West Bengal and Orissa are the Indian states where most of the neera is converted into palmgur. Palmgur is also produced from neera in the states of Gujarat and Maharashtra.

==In India==

- In Gujarat, Neera-producing societies have formed the Federation of Gujarat Neera And Tadpadarth Gramodyog Sangh. This organisation has set up a filtration plant that processes Neera to increase its shelf life. The Gujarat Neera and Tadpadarth Gramodyog Sangh, established in 1991, aims to improve living conditions of the workers engaged in the production of Neera. It is also trying to increase the production of neera in the state by planting more palm trees, and investing in the training of tapper-workers.
- In Andhra Pradesh, unlike other states, there is no state government sponsorship/support to promote neera or its by-products at retail outlets. Only the Khadi and Village Industries Commission (KVIC) promotes neera as a health drink.

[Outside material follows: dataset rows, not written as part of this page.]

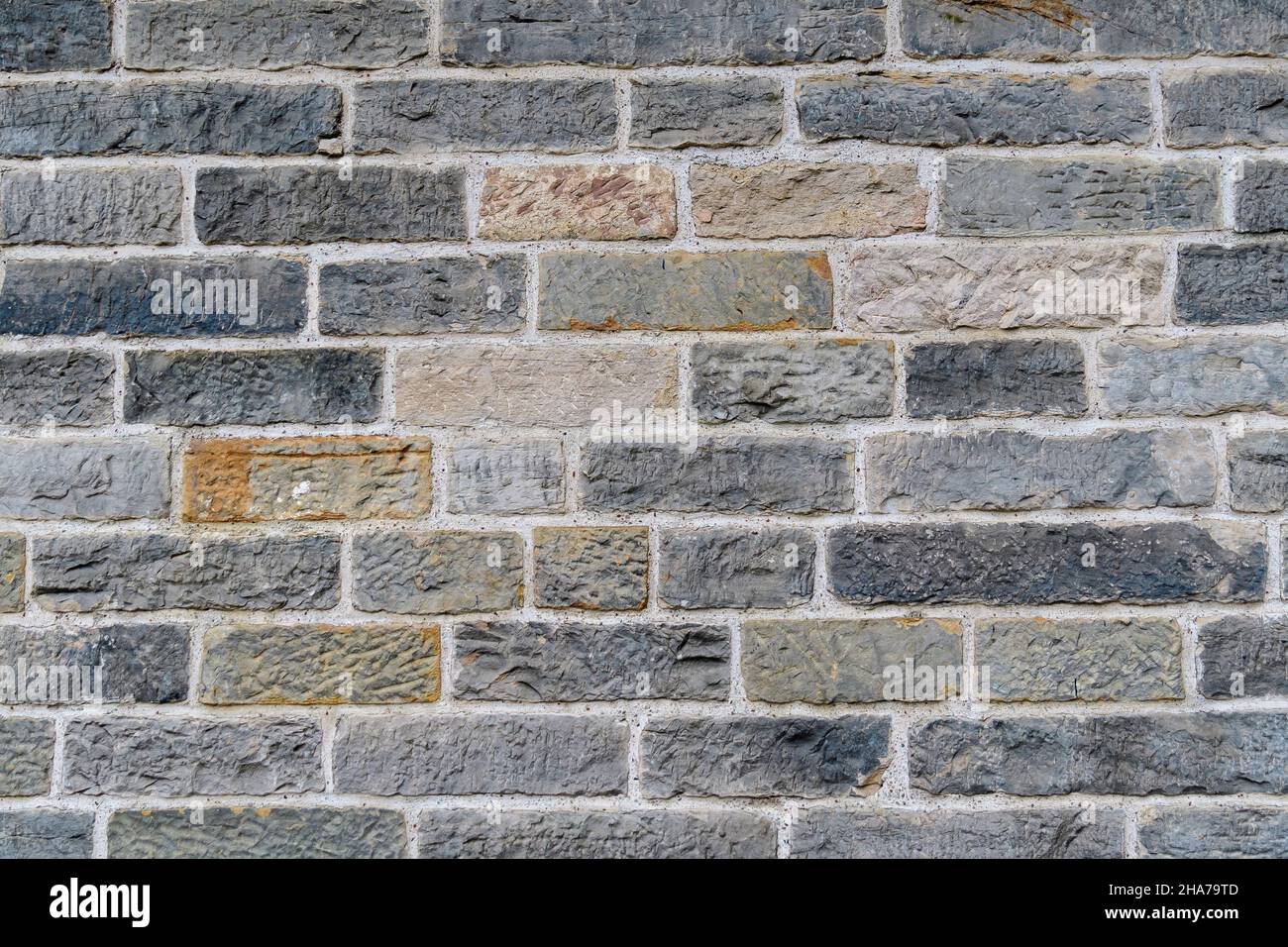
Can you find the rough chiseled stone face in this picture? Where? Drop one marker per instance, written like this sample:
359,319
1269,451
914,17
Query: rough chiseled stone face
257,832
575,661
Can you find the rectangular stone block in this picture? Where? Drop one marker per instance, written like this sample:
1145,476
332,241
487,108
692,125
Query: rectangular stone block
536,755
802,198
320,664
1001,197
437,573
761,757
539,385
739,475
1014,471
578,661
254,386
1043,564
450,294
734,567
146,571
737,290
192,757
1120,754
252,480
849,661
1081,660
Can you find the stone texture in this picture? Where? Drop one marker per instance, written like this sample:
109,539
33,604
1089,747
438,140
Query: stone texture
759,757
845,661
450,294
1121,754
1001,377
1014,471
1081,660
798,198
133,573
540,385
735,567
596,569
554,834
704,112
576,661
735,290
320,664
1000,197
252,480
437,573
257,832
793,381
540,755
738,475
948,110
192,757
1042,564
992,834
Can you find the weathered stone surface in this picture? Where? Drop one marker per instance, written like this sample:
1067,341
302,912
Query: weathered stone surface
735,290
26,757
456,294
1218,107
1038,564
47,834
578,202
793,381
1008,834
53,35
1081,660
599,569
552,834
191,757
734,567
907,287
999,197
576,661
252,480
438,573
320,664
557,115
799,198
706,112
743,475
90,206
200,388
46,478
274,34
1014,471
1000,377
1193,376
945,110
1176,832
1243,656
520,476
760,757
114,664
541,755
171,296
658,33
134,573
310,204
55,386
58,119
845,661
531,385
1128,754
257,832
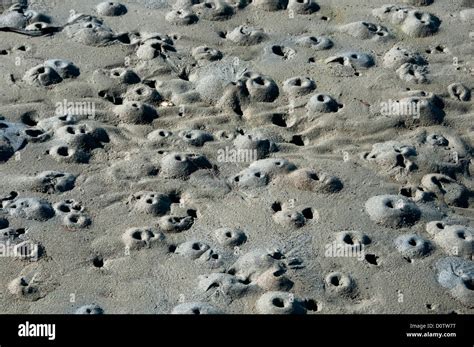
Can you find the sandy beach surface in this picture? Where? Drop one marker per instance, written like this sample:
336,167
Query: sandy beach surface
236,156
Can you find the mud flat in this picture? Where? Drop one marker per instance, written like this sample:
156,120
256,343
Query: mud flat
234,156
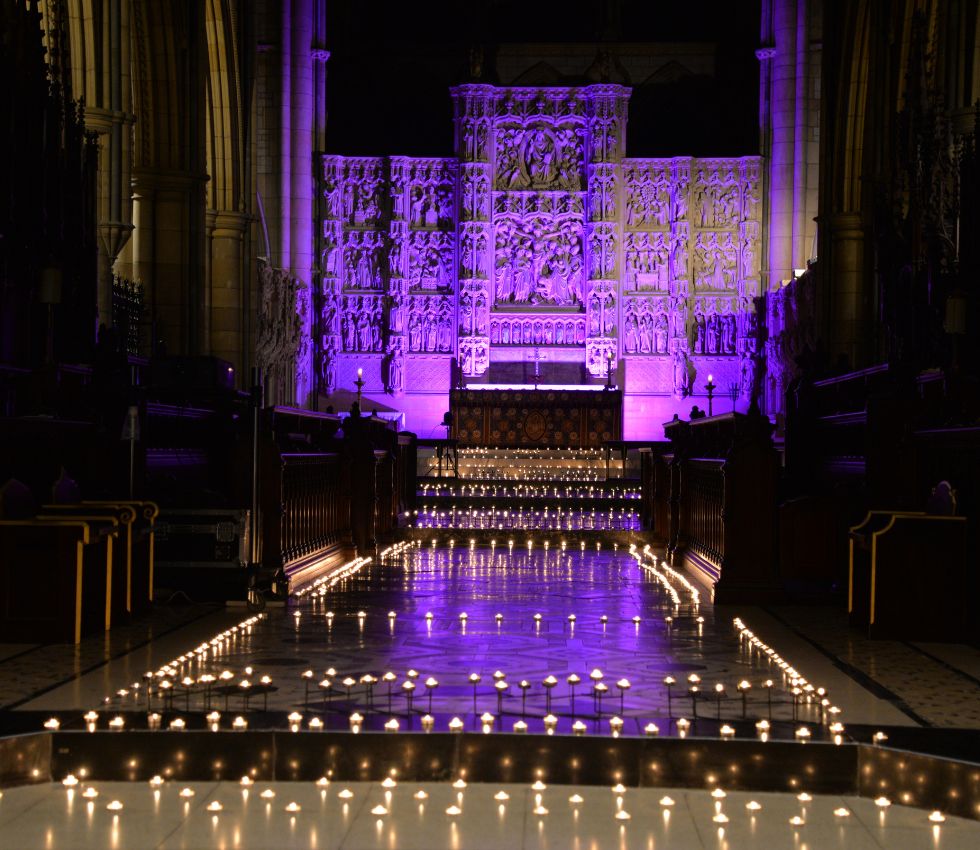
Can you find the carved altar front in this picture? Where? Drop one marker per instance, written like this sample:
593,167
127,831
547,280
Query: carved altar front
542,418
540,240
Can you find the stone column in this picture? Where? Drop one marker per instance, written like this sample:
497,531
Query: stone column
851,308
606,142
226,298
474,105
300,168
167,256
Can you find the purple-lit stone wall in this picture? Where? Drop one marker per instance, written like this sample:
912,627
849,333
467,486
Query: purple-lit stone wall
540,241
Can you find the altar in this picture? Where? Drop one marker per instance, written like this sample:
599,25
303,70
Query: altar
546,416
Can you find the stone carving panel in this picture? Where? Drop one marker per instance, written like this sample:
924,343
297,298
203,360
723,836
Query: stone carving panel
393,367
430,324
537,330
331,256
602,192
538,156
716,326
539,233
430,260
474,355
538,260
716,196
600,355
602,251
364,260
646,325
355,191
361,323
648,196
430,189
475,196
602,309
715,262
473,309
647,261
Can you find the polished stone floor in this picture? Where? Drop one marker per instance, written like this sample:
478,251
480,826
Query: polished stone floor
411,816
435,616
517,585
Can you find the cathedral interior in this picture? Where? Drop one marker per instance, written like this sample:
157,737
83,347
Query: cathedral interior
519,425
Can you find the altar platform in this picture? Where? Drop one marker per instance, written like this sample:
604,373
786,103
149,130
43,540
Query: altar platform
547,415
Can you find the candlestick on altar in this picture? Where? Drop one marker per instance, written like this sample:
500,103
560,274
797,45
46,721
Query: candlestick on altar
359,383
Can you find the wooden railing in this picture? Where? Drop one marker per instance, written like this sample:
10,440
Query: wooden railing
702,508
714,501
315,513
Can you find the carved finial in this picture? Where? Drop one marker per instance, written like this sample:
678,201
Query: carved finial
476,62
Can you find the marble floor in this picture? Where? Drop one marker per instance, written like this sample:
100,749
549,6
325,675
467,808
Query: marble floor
433,816
535,593
511,616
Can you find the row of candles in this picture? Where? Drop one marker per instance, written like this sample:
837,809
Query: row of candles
515,473
90,793
529,491
165,680
558,520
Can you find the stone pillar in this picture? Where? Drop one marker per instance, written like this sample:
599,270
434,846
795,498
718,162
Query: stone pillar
605,145
851,308
782,126
167,256
227,305
300,168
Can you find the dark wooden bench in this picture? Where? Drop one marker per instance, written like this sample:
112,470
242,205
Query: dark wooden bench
908,576
55,579
121,518
140,547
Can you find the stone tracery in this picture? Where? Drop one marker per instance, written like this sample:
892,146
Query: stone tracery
539,233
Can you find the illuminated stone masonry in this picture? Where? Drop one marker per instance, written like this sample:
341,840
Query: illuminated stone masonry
541,241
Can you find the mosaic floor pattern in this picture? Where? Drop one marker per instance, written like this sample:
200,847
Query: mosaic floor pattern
509,616
411,816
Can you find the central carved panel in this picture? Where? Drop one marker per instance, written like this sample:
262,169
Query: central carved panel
538,261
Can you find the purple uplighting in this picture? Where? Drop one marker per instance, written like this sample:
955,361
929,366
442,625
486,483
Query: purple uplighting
541,246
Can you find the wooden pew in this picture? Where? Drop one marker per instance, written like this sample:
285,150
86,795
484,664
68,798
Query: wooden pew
55,579
908,576
140,546
117,574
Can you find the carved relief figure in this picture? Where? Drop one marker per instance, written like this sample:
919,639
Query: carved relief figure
682,381
394,371
328,368
647,198
538,261
646,260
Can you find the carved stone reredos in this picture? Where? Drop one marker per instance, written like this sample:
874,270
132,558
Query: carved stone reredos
541,233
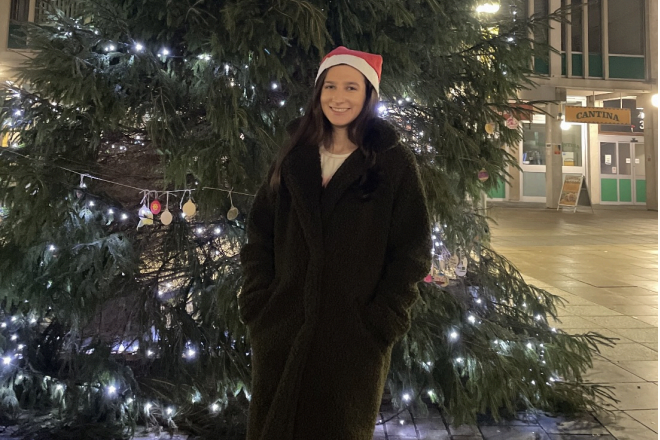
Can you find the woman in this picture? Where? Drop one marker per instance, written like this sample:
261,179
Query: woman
338,237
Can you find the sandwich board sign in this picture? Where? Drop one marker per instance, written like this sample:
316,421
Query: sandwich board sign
574,192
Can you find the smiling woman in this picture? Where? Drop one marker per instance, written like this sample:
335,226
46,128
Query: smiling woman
342,100
334,253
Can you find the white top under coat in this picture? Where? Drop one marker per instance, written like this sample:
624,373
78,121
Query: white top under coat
330,163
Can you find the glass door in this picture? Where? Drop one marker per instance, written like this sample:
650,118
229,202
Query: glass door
622,172
639,174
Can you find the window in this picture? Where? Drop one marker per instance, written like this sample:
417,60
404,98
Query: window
595,18
626,27
533,144
576,25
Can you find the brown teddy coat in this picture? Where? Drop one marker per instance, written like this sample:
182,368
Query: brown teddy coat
329,283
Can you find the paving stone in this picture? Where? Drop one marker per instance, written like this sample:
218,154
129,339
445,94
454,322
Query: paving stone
513,433
586,424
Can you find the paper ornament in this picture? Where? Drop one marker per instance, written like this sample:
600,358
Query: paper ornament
166,217
512,123
146,217
232,213
155,207
461,268
189,208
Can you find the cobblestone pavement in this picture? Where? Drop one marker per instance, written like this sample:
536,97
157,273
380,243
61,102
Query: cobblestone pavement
605,265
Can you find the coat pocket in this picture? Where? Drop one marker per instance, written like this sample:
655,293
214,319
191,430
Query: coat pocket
373,332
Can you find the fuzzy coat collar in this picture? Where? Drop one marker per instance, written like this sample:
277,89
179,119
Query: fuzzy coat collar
301,171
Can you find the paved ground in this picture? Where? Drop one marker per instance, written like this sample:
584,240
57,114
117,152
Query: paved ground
605,265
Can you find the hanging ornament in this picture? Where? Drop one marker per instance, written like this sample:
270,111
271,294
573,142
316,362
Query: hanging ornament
233,211
441,280
189,208
166,216
155,207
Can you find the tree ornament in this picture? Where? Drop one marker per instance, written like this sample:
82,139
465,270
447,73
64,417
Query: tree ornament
155,207
189,208
233,211
166,216
461,267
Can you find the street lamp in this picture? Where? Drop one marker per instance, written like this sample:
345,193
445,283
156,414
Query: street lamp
488,8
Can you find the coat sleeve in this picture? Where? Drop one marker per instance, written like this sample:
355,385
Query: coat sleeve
387,315
257,255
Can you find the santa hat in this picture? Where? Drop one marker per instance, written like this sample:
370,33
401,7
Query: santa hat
369,64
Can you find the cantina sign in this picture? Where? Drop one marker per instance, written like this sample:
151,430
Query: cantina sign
598,115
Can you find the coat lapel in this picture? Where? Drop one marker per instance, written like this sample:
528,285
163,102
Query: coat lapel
302,175
347,174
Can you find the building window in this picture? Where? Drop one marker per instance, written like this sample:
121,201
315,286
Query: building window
626,27
534,144
595,17
576,25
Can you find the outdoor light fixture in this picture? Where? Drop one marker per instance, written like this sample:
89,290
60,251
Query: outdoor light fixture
488,8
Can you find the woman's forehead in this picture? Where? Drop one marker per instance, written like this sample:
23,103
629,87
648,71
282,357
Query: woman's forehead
344,73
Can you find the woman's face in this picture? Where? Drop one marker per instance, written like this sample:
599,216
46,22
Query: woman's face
343,95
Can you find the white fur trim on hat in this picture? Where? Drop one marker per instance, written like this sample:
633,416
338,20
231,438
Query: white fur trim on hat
355,62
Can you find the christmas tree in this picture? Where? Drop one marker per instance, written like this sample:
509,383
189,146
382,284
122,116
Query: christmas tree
138,133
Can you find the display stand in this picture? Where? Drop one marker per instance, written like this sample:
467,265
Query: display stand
574,192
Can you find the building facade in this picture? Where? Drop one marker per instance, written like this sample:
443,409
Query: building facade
608,57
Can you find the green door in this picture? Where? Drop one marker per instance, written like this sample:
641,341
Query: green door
639,173
622,172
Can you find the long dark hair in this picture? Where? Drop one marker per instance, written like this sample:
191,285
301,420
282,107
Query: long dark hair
315,129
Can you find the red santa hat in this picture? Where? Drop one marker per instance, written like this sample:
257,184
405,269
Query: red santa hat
368,63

- In Gujarat and Maharashtra, neera is made available through various outlets known as "Neera Vikri Kendra" (Neera sale centre). The Neera Palm Product Cooperative Society had set up small green kiosks that sold neera in major railway stations, but they are now only to be found alongside highways and expressways outside the Mumbai city area. In the above two states the neera is extracted from date palm and pulmyrah trees. In the state of Karnataka, where there are abundant coconut trees, neera is tapped from coconut trees .
- In Karnataka, neera is extracted and sold by the Ediga and Billava castes. The state government constituted the Neera Board, comprising farmers, provincial government officials, and neera training institutes, to inspect and control the quality of neera and its products, give approvals to labels, and develop various schemes for selling in the international market. The Central Food Technological Research Institute developed a technology to preserve neera for two months, and the government plans to promote neera as an energy drink with medicinal value, packaged in sachets and bottles.
- In Kerala, the state government, as part of Kerala Vision 2010, set up three units to manufacture neera.
- In Odisha, the state government established a cooperative organisation known as the Odisha State Palmgur Cooperative Federation to provide technological support in the processing and production of neera and its associated by-products such as jaggery and candy.
- In Tamil Nadu, Neera is also called "Padaneer" in Tamil. KVIC and Tamil Nadu Palm Products Development Board sell refrigerated Padaneer at their outlets.
- Neera syrup is used as a drink in Ayurveda.
- In recent years preserved and packaged versions of Neera have been commercialised and made available in cafes and retail outlets in several Indian cities.